I have to admit I made two mistakes while doing a roof for my 4ftX8ft shed. First mistake my rafters are 2ft apart instead of 16 inches. Second mistake, I used 11/32in plywood instead of something thicker like 1/2in . I know this will present problems in the future. So before I put up the asphalt shingles, I need your help on how to fix this up to standards before the shingles get put on; hopefully something less dramatic! Thank you!


----------



## Mike Swearingen (Mar 15, 2005)

I'm not a pro, just a long-time DIYer, but if it were me at this point of your project, I would put a thicker layer of sheathing over that 11/32" thin stuff on 2' centers before tarpapering and shingling, or you will have dipping roofing between the rafters.
I would use at least 1/2" over the 11/32" to give you over 3/4" for the 2' centers. It should hold up even walking on it with that.
(Maybe a pro has a better idea.)
Good Luck!
Mike


----------



## jproffer (Mar 12, 2005)

> I would put a thicker layer of sheathing over that 11/32" thin stuff on 2' centers before tarpapering and shingling, or you will have dipping roofing between the rafters.


That's less than 3/8" ...with that you'll have dipping roofERS between the rafters.  

Definately add more. 1/2" would be fine.


----------



## Mike Swearingen (Mar 15, 2005)

P.S.
Stagger the sheathing joints differently than the bottom layer.
Mike


----------



## exhawk88 (Nov 7, 2005)

Gentlement, Thank you for your responses. Will put 1/2" layer of plywood on top of the existing one this weekend.


----------



## Teetorbilt (Feb 7, 2004)

As mean as this may sound, I'd tear off the exsisting and go 5/8-3/4". Two thin sheets do not add up to one thicker sheet without being bonded together. 

Ever see someone rip a phonebook in half? It works on the same principal. Glue all of the pages together and it's going to take a chainsaw to get through it.


----------



## Mike Swearingen (Mar 15, 2005)

Could use Liquid Nails between the layers.
Mike


----------



## exhawk88 (Nov 7, 2005)

Make sense...I will go with liquid nails between the layers. Thanks again!


----------



## AaronB (Jan 29, 2005)

Teetorbilt said:


> As mean as this may sound, I'd tear off the exsisting and go 5/8-3/4". Two thin sheets do not add up to one thicker sheet without being bonded together.
> 
> Ever see someone rip a phonebook in half? It works on the same principal. Glue all of the pages together and it's going to take a chainsaw to get through it.
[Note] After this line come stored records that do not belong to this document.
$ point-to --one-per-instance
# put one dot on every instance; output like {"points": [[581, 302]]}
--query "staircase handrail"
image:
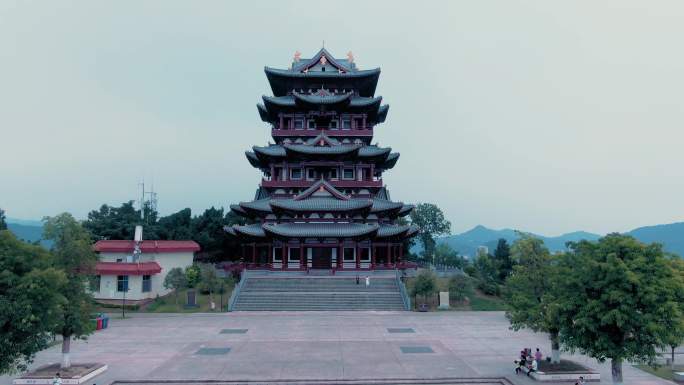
{"points": [[404, 295], [236, 290]]}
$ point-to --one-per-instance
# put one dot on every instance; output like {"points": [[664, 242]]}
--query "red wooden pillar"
{"points": [[389, 254], [283, 257], [301, 256], [270, 255]]}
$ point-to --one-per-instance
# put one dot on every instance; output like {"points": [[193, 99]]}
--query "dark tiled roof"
{"points": [[321, 204], [327, 230]]}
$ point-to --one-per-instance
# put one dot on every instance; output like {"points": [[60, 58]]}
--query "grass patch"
{"points": [[167, 303], [660, 371], [478, 301]]}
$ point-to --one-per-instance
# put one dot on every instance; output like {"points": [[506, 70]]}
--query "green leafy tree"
{"points": [[72, 253], [30, 301], [621, 301], [425, 284], [446, 255], [459, 287], [531, 291], [3, 224], [209, 281], [175, 280], [502, 260], [431, 223]]}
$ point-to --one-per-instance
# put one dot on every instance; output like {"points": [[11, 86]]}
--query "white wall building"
{"points": [[144, 278]]}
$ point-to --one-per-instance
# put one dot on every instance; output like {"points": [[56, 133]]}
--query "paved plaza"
{"points": [[356, 347]]}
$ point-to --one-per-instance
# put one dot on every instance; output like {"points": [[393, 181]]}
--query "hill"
{"points": [[670, 235]]}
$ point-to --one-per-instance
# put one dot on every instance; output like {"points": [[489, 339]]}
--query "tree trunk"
{"points": [[66, 347], [555, 347], [616, 370]]}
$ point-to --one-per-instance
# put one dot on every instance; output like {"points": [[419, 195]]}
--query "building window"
{"points": [[121, 283], [348, 173], [293, 254], [295, 173], [349, 254], [95, 282], [346, 123], [147, 284]]}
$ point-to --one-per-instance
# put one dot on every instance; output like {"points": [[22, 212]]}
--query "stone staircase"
{"points": [[318, 294]]}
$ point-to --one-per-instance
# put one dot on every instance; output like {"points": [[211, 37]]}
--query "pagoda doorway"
{"points": [[321, 257]]}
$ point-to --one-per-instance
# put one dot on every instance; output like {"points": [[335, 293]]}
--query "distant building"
{"points": [[144, 278]]}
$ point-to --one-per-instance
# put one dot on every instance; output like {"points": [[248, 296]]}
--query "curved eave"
{"points": [[249, 231], [253, 159], [406, 210], [303, 149], [391, 161], [282, 81], [392, 231], [382, 114], [321, 205], [238, 210], [263, 113], [321, 230]]}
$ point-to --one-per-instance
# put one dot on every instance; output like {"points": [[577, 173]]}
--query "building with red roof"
{"points": [[141, 278]]}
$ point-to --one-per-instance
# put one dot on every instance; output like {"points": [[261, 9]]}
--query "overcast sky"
{"points": [[542, 116]]}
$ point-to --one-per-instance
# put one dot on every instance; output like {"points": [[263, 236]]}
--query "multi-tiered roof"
{"points": [[322, 176]]}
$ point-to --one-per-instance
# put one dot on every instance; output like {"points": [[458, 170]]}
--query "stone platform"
{"points": [[337, 347]]}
I disagree, teetor. We have put 3/8" over 3/8 " and the stuff is as storng as 3/4" as long as you break the seams dimensionally both ways. This means if your roof deck was started with a full sheet, then I would start the second layer with 1/4 sheet, ripping the full sheet in half longwise and then half the lenth of the ripped sheet.


----------



## exhawk88 (Nov 7, 2005)

Well, I took Mr. Scurlock's advice on putting 3/8 over 3/8 and Mr. Swearingen's advice on using liquid nails between the sheets. It felt so strong as I walked on it. (1/2 would've been "overkilled" in my opinion, but then again what do I know as a first time DIY roofer). I am happy with the end result though and thank you all again for your input and suggestions.


----------



## AaronB (Jan 29, 2005)

Did you break all seams as I reccomended? I think liquid nails is overkill, but hey, I am just a roofer. LOL


----------



## JustaFramer (Jun 17, 2005)

AaronB said:


> Did you break all seams as I reccomended? I think liquid nails is overkill, but hey, I am just a roofer. LOL


Yeah and I am justa(roof)framer.


----------